In this experiment, we use the categories dataset provided by the Coursera course, “Pattern Discovery in Data Mining” for the assignment. First, we load the dataset by the read.transactions command provided by the arules package.
# setwd("./R/data")
suppressMessages(require('arules', quietly = TRUE))
categories <- suppressMessages(read.transactions("categories.txt", sep = ";"))
summary(categories)
## transactions as itemMatrix in sparse format with
## 77185 rows (elements/itemsets/transactions) and
## 1048 columns (items) and a density of 0.002769815
##
## most frequent items:
## Restaurants Shopping Food Beauty & Spas
## 25071 10281 9249 6490
## Health & Medical (Other)
## 5120 167839
##
## element (itemset/transaction) length distribution:
## sizes
## 1 2 3 4 5 6 7 8 9 10
## 1978 35278 19556 12068 5750 2128 371 45 9 2
##
## Min. 1st Qu. Median Mean 3rd Qu. Max.
## 1.000 2.000 3.000 2.903 4.000 10.000
##
## includes extended item information - examples:
## labels
## 1 Accessories
## 2 Accountants
## 3 Active Life
It includes 77185 transactions. We first make an item frequency plot for the top ten items.

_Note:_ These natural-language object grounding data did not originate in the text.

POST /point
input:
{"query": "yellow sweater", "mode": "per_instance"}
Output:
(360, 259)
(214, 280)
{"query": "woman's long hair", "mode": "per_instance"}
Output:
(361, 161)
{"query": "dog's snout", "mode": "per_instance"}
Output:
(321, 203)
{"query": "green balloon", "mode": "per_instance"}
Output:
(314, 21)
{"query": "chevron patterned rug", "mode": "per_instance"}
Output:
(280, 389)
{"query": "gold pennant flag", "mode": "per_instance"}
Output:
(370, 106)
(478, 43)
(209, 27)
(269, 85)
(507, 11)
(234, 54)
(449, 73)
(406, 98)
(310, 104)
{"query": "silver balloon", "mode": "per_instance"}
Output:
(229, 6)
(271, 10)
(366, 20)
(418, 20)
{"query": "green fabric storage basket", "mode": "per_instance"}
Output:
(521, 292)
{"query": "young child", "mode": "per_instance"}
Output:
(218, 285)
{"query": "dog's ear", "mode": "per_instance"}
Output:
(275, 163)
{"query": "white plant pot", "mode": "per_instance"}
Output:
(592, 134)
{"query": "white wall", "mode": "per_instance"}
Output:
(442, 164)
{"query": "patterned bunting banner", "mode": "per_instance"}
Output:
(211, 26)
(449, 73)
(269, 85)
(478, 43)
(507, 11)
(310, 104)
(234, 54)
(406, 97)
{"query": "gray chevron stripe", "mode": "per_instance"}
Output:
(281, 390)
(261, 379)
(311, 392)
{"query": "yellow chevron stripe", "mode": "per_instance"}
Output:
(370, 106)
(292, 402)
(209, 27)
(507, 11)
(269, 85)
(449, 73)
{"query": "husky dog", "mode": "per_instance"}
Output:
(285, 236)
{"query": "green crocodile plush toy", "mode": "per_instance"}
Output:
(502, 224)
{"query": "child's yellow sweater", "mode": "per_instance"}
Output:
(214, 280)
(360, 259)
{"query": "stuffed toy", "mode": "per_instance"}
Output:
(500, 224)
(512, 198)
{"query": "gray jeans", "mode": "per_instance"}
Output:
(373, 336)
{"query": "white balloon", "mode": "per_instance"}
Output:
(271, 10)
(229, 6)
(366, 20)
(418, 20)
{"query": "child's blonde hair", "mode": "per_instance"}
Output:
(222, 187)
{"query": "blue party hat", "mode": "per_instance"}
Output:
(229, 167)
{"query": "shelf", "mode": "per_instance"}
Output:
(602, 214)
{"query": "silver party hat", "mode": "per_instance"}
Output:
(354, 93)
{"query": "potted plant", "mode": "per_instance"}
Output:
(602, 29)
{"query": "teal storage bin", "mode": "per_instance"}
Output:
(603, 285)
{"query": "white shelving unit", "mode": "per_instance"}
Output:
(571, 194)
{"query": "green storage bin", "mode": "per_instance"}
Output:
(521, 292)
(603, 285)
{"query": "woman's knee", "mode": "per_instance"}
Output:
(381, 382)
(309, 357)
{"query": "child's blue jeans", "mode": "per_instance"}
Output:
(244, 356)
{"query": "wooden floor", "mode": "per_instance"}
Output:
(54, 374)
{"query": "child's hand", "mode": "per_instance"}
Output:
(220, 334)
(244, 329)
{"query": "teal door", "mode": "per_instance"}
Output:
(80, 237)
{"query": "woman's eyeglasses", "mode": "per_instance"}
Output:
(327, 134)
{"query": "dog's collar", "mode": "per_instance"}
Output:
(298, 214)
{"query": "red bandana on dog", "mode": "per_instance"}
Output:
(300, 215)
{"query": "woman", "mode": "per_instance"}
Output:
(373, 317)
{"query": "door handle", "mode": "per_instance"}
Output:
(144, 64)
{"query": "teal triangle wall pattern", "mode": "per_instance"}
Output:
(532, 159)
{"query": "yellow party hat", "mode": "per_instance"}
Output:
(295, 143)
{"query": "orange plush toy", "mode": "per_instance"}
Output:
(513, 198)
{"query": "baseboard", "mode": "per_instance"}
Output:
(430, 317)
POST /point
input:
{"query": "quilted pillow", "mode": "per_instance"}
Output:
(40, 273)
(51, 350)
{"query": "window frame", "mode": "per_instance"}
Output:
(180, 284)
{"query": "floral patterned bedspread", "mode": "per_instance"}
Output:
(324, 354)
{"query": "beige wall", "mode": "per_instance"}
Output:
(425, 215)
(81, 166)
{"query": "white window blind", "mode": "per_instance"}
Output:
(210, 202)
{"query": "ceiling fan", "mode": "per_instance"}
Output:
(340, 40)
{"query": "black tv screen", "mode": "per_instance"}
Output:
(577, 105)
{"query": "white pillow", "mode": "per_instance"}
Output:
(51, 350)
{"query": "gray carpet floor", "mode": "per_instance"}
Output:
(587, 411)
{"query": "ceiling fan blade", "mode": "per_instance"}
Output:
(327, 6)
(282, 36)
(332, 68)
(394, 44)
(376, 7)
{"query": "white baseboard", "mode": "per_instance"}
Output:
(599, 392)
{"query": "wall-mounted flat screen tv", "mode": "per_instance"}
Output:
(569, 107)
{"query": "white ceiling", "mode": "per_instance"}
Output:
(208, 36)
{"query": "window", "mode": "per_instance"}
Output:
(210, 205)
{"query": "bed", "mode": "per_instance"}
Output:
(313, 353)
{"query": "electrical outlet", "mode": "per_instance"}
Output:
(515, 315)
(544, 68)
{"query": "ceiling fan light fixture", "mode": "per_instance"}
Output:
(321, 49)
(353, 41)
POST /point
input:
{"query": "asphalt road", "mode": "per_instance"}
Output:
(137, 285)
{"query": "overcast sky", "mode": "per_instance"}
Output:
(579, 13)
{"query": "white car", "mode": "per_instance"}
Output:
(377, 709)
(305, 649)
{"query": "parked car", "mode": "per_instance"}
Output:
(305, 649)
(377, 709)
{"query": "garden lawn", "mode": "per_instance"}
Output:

itemFrequencyPlot(categories, topN = 10, col = rainbow(4))
# itemmost <- itemFrequency(categories) # default type:"relative"
Then we extract by some data manipulation queries the 1048 items and their absolute support. We display the first five results in alphabetical order.
| score | |
|---|---|
| Accessories | 352 |
| Accountants | 69 |
| Active Life | 3100 |
| Acupuncture | 126 |
| Adult | 44 |
| Adult Education | 24 |
We select the items with a relative minimum support to 0.01 (771 for absolute support) as required in the assignment. We display the first five items with a higher support also ranked in alphabetical order.
| score | |
|---|---|
| Active Life | 3100 |
| American (New) | 1593 |
| American (Traditional) | 2416 |
| Arts & Entertainment | 2271 |
| Auto Repair | 1716 |
| Automotive | 4208 |
Finally, we print the first five results in descending order.
| score | labels | |
|---|---|---|
| Restaurants | 25071 | Restaurants |
| Shopping | 10281 | Shopping |
| Food | 9249 | Food |
| Beauty & Spas | 6490 | Beauty & Spas |
| Health & Medical | 5120 | Health & Medical |
| Nightlife | 5088 | Nightlife |
For the second part of the assignment, we load the data in basket format.
basket <- suppressMessages(read.transactions("categories.txt", format = 'basket', sep = ';'))
We then make an item frequency plot for the top twenty items.
itemFrequencyPlot(basket, topN = 20, type = 'absolute', col = rainbow(4))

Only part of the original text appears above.